Thanks to the popularity of Netflix’s series The Crown (and the constant drumbeat of stories about Meghan and Harry vs. Kate and William) there has been a resurgence of interest in one of the Windsor family's most fascinating characters, Princess Margaret. Younger sister of Queen Elizabeth, Princess Margaret has to be arguably the most polarizing royal figure of her era. Alternative portraits present her as a woman frustrated by royal constrictions which denied her any real purpose in life and marriage to the man she loved versus a mean, manipulative society maven who never failed to remind people of her superior rank in a world that viewed her as a camp figure. And both portraits are true. So how does one solve a problem like Margaret? Journalist Craig Brown takes a fascinating approach in Ninety-Nine Glimpses of Princess Margaret (originally published in Great Britain as Ma’am Darling). While serving as a sort of biography of Margaret, a larger, more difficult question that reflects straight back on the reader. How do we tell the story of a person whose existence is essentially defined by how she is perceived?
I say that Ninety-Nine Glimpses is a sort of biography, as the portrait that emerges is skewed into what the Guardian likened as a cubist image—so many perceptions, angles and reworkings that hitherto ‘established’ facts are seen anew. Brown has clearly done his research. Although the biography lacks the notes and index of a conventional work, and the footnotes are characterized as naughty asides, it’s clear that Brown did his research, perhaps to the point of obsession.

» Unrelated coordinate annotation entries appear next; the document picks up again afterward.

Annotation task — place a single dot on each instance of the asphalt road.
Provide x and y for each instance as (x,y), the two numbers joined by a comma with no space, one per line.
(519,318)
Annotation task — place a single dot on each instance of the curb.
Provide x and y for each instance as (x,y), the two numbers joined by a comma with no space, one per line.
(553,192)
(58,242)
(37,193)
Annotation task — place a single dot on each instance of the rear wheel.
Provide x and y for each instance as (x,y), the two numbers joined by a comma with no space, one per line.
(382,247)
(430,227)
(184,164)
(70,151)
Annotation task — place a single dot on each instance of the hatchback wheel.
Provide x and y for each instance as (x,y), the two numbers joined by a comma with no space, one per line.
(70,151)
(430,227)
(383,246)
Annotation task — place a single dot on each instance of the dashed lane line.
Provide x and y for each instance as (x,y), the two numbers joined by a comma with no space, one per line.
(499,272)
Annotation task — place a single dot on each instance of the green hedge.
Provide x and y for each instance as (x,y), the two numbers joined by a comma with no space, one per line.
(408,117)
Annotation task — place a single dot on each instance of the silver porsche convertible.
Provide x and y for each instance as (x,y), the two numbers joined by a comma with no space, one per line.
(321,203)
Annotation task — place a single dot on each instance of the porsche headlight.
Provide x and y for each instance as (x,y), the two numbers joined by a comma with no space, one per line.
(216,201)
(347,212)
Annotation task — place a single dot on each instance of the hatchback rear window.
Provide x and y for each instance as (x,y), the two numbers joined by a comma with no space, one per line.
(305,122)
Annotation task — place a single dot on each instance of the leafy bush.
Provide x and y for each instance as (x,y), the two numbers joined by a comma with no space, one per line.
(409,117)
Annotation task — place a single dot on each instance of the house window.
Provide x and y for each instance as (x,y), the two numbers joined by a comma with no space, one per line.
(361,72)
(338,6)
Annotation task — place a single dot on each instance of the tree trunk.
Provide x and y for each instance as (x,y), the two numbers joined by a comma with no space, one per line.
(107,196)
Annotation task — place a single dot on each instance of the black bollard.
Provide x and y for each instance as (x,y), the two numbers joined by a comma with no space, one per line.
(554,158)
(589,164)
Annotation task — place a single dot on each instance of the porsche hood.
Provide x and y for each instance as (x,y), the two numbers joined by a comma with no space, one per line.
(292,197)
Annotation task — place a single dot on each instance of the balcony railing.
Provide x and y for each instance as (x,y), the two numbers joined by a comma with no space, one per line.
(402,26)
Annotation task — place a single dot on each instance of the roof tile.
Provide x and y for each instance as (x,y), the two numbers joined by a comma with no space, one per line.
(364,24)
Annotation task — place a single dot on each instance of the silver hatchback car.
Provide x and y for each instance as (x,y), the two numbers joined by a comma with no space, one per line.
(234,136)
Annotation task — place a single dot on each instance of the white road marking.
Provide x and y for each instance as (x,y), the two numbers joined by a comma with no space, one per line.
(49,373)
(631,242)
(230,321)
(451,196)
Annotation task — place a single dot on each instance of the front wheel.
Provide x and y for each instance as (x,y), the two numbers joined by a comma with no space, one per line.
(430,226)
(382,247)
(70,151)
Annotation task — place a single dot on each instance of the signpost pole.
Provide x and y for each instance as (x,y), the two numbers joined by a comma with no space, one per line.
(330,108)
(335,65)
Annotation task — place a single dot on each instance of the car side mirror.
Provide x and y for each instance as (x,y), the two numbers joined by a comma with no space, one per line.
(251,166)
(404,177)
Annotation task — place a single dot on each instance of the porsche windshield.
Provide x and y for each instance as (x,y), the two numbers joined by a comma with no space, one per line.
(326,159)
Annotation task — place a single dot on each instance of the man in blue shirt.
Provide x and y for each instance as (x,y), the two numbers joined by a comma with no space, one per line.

Ninety-Nine Glimpses sometimes reads as a fever dream. Brown’s writing includes catalog lists, pastiches, catty diary entries of Margaret’s society frenemies, transcripts, parodies, imagined futures, commentary, even multiple choice questions. One chapter boasts thirty different approaches to telling of Margaret’s visit to Coleridge’s cottage, including limerick and spoonerism. Yet all the events of Margaret’s life are there. Arranged in Brown’s funhouse mirror image, it’s up to the reader to take away the image of Margaret they want. Margaret, the woman denied her romance with divorcee Townsend ends up uncomfortably close to the Margaret whose marriage to society photographer Tony Snowdon devolved into mutual loathing and eventual divorce. The cruel and awful Margaret, telling a disabled man, ‘Have you ever looked in a mirror and seen the way you walk?’ versus the one that endured people who paid her court for the sole purpose of rubbing shoulders with royalty and then gossip behind her turned back? Brown offers the glimpses; it’s up to the reader to take away a lasting portrait, if possible.
In a way then, Ninety Nine Glimpses is the most honest biography of Princess Margaret, or really any royalty, that might be conceived. It’s a maddening, whole original book that purists will probably hate, but above all, it is entertaining and thought provoking. If she were around today, Princess Margaret might even approve of it. Ninety-Nine Glimpses of Princess Margaret would appeal most to readers of general biography, British and especially royal history willing to take a risk on an unorthodox approach to its subject.